La grille des programmes de Guira FM offre des émissions qui font la différence. La radio propose des débats interactifs où les auditeurs appellent en direct, des émissions sur la réconciliation et le vivre-ensemble, le tout en français et en langue locale (sango) afin de mieux toucher les zones rurales. Elle intègre également des magazines d’éducation civique pour expliquer les droits et devoirs des citoyens. Chaque émission contribue à renforcer la compréhension mutuelle et à encourager une participation citoyenne responsable.

Pour Besan Vikou, chef de Guira FM, l’impact des activités de la radio sur la population est visible : « À travers les témoignages des auditeurs, les appels reçus en direct et la confiance exprimée par les communautés, nous mesurons aussi l’impact dans la réduction des tensions liées à la désinformation et dans une participation accrue aux initiatives locales de dialogue. Dans un pays en reconstruction, Guira FM n’est pas seulement une radio : c’est un espace de confiance, un outil de résilience et un levier essentiel pour une paix durable ».

Cet impact est renforcé par le partenariat que Guira FM entretient avec la radio nationale et surtout avec les radios communautaires, qui relaient ses programmes dans les préfectures les plus reculées, offrant ainsi une couverture optimale.

Réhabiliter les radios communautaires pour favoriser une information fiable

Dans certaines régions reculées de la RCA, souvent synonyme d’absence de connexion Internet ou d’énergie électrique, la population n’a pas toujours accès à une information fiable. Un terrain propice à la propagation de la désinformation et de la mésinformation, sources de tensions intercommunautaires.

Pour y remédier, la MINUSCA a initié différents projets ayant contribué à la réhabilitation de plusieurs radios communautaires dans les régions reculées de la RCA. Au total, 28 radios communautaires, situées dans différentes régions du pays, ont bénéficié de réhabilitations, d’équipements, de formations ainsi que de la prise en charge des frais de diffusion des programmes de Guira FM.

Rémy Djamouss, directeur du Réseau des médias communautaires de Centrafrique, souligne l’importance de la radio : « La radio communautaire n’est pas seulement un média, c’est une place publique sonore où chaque citoyen peut s’exprimer. Dans le contexte centrafricain, la radio joue un rôle stratégique : elle lutte contre la désinformation, apaise les tensions et renforce le lien social. Quand les routes sont impraticables ou que les réseaux ne fonctionnent pas, la voix de la radio continue de traverser les collines et les villages ».

En RCA, la radio n’est pas seulement un média : c’est une voix, un lien, une véritable bouée de sauvetage pour la population.

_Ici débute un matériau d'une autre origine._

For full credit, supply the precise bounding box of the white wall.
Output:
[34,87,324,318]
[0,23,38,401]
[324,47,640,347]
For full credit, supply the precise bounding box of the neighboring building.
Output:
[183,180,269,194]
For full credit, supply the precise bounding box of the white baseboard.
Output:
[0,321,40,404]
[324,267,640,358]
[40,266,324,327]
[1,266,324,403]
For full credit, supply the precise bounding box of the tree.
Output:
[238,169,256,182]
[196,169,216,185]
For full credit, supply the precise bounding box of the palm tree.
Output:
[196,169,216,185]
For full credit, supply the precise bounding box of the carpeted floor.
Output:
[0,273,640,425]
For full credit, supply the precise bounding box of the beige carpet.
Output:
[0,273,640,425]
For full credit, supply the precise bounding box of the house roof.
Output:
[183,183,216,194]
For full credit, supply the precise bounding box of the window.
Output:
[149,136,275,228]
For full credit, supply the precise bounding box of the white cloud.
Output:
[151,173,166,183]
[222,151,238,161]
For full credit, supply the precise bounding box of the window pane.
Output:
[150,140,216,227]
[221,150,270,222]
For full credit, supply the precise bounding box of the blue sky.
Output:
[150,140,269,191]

La radio comme outil d’information, d’éducation et de paix

En 2025, la MINUSCA a procédé à la distribution de 3 840 postes radio destinés à renforcer l’accès à une information fiable et à lutter contre les rumeurs et la désinformation, sources de tensions. Ces radios fonctionnent à l’électricité, avec des piles ou grâce à un panneau solaire intégré, garantissant ainsi un accès continu à l’information, même dans les zones dépourvues d’un approvisionnement électrique stable.

L’activité s’inscrit également dans le cadre du soutien aux mécanismes locaux de prévention des conflits et a été mise en œuvre à Bangui ainsi que dans plusieurs préfectures de la RCA.

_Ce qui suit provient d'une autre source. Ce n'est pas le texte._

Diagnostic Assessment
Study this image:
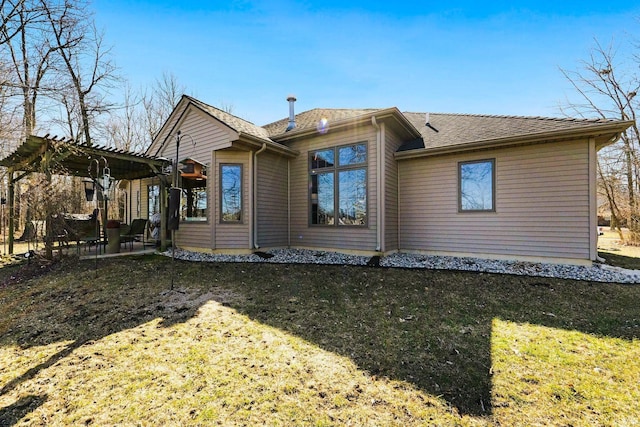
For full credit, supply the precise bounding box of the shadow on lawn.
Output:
[0,257,640,419]
[212,265,640,416]
[0,257,198,426]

Tagbalé Joseph, maire du 7ᵉ arrondissement de Bangui, estime que ces radios permettront de renforcer la lutte contre la désinformation dans les quartiers. Et d’encourager ses concitoyens à « bien suivre les informations diffusées par ces radios, car ceux qui vont éduquer et informer la population sont des personnes bien formées, capables de transmettre des informations fiables ».